One of its self-driving research vehicles will drive across the US from San Francisco to New York.
The 3,500 mile journey will be the first and longest coast-to-coast drive by an automated vehicle.
It is partly a huge publicity stunt but also a research project for the firm.
The Delphi Automotive PLC driverless-car is the vehicle that will embark on the trip.
Delphi’s Chief Technology Officer Jeff Owens said that the test car has been tested on streets in California and Las Vegas.
The cross-country trip is the “ultimate test” though.
Jeff Owens said:
“Delphi had great success testing its car in California and on the streets of Las Vegas.”
“Now it’s time to put our vehicle to the ultimate test by broadening the range of driving conditions. This drive will help us collect invaluable data in our quest to deliver the best automotive grade technologies on the market.”
“The vehicle will be challenged under a variety of driving conditions from changing weather and terrain to potential road hazards — things that could never truly be testing in a lab,”
The technology on board the Delphi Automotive PLC driverless-car
To make the trip possible the car features a full suite of technologies, including:
- Radar, vision and Advanced Drive Assistance Systems (ADAS)

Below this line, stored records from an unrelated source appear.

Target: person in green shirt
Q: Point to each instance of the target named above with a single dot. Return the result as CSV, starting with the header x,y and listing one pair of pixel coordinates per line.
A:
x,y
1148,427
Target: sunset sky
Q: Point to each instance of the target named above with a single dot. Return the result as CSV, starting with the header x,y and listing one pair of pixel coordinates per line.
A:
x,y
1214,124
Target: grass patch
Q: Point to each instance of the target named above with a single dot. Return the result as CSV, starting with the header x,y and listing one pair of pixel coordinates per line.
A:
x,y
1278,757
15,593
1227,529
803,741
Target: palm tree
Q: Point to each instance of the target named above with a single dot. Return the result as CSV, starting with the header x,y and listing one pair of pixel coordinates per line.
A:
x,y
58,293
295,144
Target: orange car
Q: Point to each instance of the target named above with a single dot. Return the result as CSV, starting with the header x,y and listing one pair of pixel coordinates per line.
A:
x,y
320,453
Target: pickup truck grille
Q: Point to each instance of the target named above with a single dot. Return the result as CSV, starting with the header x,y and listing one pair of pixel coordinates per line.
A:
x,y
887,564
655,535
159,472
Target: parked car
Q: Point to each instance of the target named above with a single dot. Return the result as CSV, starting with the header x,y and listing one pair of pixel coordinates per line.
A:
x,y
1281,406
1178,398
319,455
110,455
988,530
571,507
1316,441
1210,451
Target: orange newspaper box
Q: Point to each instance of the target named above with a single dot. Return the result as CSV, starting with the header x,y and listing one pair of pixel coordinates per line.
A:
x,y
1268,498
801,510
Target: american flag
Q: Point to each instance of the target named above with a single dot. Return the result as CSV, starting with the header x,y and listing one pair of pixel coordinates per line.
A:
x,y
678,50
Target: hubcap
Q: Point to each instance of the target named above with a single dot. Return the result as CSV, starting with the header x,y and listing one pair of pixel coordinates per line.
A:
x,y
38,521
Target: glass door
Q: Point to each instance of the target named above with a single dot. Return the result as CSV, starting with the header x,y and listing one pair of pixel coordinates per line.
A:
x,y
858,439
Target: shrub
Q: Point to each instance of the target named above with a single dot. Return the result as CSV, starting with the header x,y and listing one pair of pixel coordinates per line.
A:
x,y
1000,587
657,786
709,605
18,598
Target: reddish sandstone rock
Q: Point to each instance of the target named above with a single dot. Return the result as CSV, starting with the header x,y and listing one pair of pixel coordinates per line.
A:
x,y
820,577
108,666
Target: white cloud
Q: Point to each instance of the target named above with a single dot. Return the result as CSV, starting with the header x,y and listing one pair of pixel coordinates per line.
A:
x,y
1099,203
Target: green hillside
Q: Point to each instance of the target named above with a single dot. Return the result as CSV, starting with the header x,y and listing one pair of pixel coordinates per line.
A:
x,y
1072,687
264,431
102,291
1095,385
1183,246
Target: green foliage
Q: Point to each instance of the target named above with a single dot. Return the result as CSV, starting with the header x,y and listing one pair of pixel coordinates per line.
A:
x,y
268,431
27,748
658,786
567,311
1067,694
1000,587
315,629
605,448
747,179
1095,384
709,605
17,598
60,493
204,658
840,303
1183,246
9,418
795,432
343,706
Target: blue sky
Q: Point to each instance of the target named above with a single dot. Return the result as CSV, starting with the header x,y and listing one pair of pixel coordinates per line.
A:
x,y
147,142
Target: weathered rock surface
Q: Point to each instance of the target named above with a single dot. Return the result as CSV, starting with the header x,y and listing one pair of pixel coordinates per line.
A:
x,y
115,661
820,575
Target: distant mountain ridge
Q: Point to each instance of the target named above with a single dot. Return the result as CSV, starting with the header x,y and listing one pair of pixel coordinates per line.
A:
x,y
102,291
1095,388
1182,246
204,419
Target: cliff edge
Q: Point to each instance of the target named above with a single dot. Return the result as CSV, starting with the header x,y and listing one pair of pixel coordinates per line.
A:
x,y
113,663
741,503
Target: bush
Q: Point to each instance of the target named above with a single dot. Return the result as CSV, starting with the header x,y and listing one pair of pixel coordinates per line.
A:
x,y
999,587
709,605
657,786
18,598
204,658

- Multi-domain controller: High-end microprocessor to seamlessly drive multiple features and functions
- V2V/V2X: Wireless vehicle communication technology extends the range of existing ADAS functionality
- Intelligent software that enables the vehicle to make complex, human-like decisions for real-world automated driving
Delphi’s active safety technologies allow the car to quickly make complex decisions, such as when to stop and then go at a four-way stop, merging on a highway, and determining the safest maneuver around a bicyclist on a city street.